2. Parameter-Efficient Fine-Tuning (PEFT)
The drawbacks of full fine-tuning have led to the rise of PEFT methods. The core idea is to freeze the vast majority of the pretrained LLM's weights and only train a very small number of new parameters.
Popular PEFT Techniques:
- Prompt Tuning: This method doesn't touch the model at all. Instead, it learns a small "soft prompt" vector that is added to the input embeddings. It's like learning the perfect instruction to give the frozen model to get it to perform your task.
- LoRA (Low-Rank Adaptation): This is one of the most popular and effective PEFT methods. Instead of updating the huge weight matrices of the Transformer, LoRA learns two small, "low-rank" matrices that represent the changes to the original weights. During inference, these small matrices are combined with the original frozen weights. You only need to train and store these tiny adapter matrices, which can be just a few megabytes in size.
Pros of PEFT (like LoRA):
- Computationally Cheap: Drastically reduces the memory and compute required for training.
- Storage Efficient: You only store a tiny adapter file (megabytes) for each task, not the full model (gigabytes). One base model can be used for many tasks just by swapping adapters.
- Portable and Modular: Easy to share, deploy, and manage different task-specific adapters.
- Avoids Catastrophic Forgetting: The original model's knowledge is preserved.
Practical Example with Hugging Face peft
Let's see how easy it is to set up LoRA using the Hugging Face peft library.
Python
from transformers import AutoModelForSequenceClassification, AutoTokenizer
from peft import get_peft_model, LoraConfig, TaskType
# 1. Load the base pretrained model
model_name = "bert-base-uncased"
model = AutoModelForSequenceClassification.from_pretrained(model_name, num_labels=2)
tokenizer = AutoTokenizer.from_pretrained(model_name)

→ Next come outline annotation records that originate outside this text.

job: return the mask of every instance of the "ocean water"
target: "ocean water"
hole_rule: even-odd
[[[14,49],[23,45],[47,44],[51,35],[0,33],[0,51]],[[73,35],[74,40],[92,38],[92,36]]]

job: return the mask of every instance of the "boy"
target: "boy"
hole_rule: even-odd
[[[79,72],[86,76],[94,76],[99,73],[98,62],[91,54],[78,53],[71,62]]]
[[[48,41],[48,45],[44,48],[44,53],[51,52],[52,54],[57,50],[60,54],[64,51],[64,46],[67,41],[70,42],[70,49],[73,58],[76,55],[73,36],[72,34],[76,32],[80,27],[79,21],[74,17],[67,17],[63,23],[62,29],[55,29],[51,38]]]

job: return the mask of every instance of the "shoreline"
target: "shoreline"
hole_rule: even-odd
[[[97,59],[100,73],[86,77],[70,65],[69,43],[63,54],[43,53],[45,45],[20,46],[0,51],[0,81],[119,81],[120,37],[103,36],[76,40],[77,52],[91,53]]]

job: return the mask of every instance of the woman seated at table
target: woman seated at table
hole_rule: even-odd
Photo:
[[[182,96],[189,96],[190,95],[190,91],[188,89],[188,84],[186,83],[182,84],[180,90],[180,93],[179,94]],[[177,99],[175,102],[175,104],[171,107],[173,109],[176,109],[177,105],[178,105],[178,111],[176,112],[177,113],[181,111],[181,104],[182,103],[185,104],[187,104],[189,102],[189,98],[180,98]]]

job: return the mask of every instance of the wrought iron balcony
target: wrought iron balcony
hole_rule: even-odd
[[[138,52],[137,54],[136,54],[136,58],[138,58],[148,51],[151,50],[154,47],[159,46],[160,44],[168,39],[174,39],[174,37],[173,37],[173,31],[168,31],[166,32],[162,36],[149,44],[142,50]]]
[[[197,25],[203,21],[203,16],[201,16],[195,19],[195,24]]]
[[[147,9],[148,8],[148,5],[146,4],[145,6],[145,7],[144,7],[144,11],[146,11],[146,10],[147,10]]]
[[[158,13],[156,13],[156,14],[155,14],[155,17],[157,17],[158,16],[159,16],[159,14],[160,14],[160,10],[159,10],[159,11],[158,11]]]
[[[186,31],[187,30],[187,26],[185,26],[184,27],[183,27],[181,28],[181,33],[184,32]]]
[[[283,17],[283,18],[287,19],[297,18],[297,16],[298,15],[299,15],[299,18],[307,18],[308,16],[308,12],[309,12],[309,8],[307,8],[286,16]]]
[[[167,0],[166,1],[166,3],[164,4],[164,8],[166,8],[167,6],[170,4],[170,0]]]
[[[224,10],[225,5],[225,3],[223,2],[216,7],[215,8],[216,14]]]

# 2. Define the LoRA configuration
# We are telling PEFT to apply LoRA to the query and value matrices
# in the self-attention layers of the BERT model.
lora_config = LoraConfig(
task_type=TaskType.SEQ_CLS, # This is a sequence classification task
r=16, # The rank of the update matrices
lora_alpha=32, # LoRA scaling factor
target_modules=["query", "value"],
lora_dropout=0.1,
)
# 3. Wrap the base model with the PEFT model
peft_model = get_peft_model(model, lora_config)
# Print the number of trainable parameters
peft_model.print_trainable_parameters()
# Output will be something like:
# trainable params: 669,890 || all params: 109,482,242 || trainable%: 0.6118
# Now, you can train `peft_model` just like you would a normal Hugging Face model.
# Only the 0.6% of LoRA parameters will be updated, not the 99.4% of frozen base model params.